Taylor critica a expansão das fazendas de mineração, comparando-a a “um câncer se espalhando pelo país”. Ela argumenta que empresas do setor se aproveitam de comunidades rurais com promessas de empregos, promessas que, em Dresden, parecem vazias. Em 2022, a Greenidge empregava 48 pessoas, quase o mesmo que um McDonald’s, ironiza Taylor.
Margot Paez, também do Bitcoin Policy Institute, considera a estratégia da Greenidge de usar gás natural para alimentar a mineração de bitcoin “terrível”. Ela defende o uso de energias renováveis ou, pelo menos, que as mineradoras contribuam para o equilíbrio energético da rede. Uma avaliação preliminar do estado de Nova York sobre 11 instalações de criptomoedas indica que o consumo de energia dessas plantas pode atrapalhar as metas de transição para energias renováveis.

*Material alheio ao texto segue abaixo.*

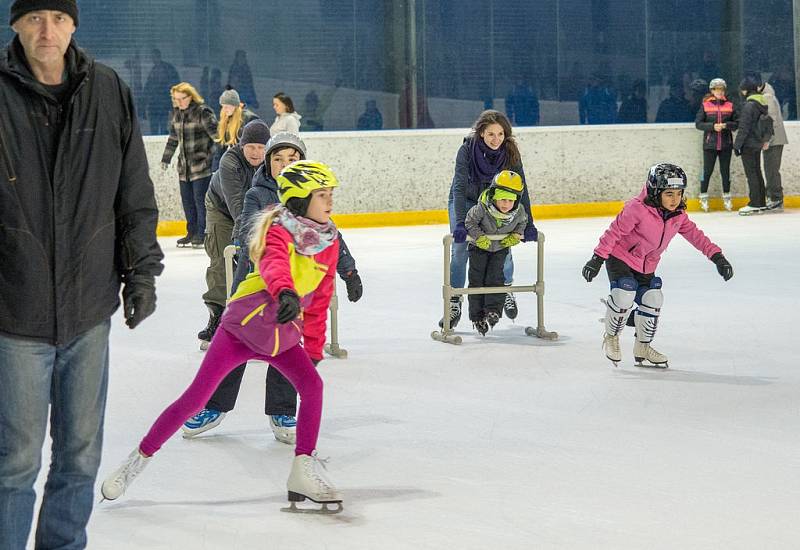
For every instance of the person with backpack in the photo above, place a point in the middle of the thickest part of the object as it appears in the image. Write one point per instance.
(755, 131)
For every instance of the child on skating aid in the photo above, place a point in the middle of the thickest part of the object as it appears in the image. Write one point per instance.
(295, 247)
(498, 212)
(631, 248)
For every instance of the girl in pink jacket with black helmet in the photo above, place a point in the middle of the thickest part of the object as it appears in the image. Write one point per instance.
(631, 248)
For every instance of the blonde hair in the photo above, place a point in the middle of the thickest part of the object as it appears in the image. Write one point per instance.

Outro problema grave é o consumo de água. Para resfriar os computadores, a Greenidge retira até 525 milhões de litros de água do Lago Seneca diariamente, devolvendo cerca de 507 milhões, porém, a uma temperatura muito mais alta: entre 30°C no inverno e 42°C no verão. Isso deixa o lago muito quente para os banhistas e ameaça a vida aquática, podendo causar florações de algas nocivas. De fato, o número de florações aumentou drasticamente de 50 em 2023 para 377 em 2024. Essas algas podem causar problemas de saúde, de erupções cutâneas a vômitos.
Os moradores de Dresden já recorreram à justiça, sem sucesso até o momento. Eles também procuraram o grupo de trabalho de criptomoedas de Trump, relatando os impactos negativos, mas não obtiveram resposta.
O impacto econômico também é uma preocupação. Proprietários que alugam imóveis para turistas temem a queda na procura devido à proximidade com a usina. Em Geneva, cidade vizinha, Vinny Aliperti, dono da vinícola Billsboro, teme pelo futuro: “Lagos limpos são essenciais para o turismo. É o que atrai as pessoas para cá”.
A Greenidge, que se autodenomina “líder ambiental” em seu site, não se manifestou. A administração da cidade de Torrey, responsável por Dresden, afirma que a usina cumpre todas as exigências legais, inclusive um estudo de ruído independente. A empresa também fez doações à comunidade, mas para Buddington, isso não compensa os danos ambientais. “Eles fizeram algumas coisas boas, mas não compensa a poluição e o impacto ambiental”, finaliza.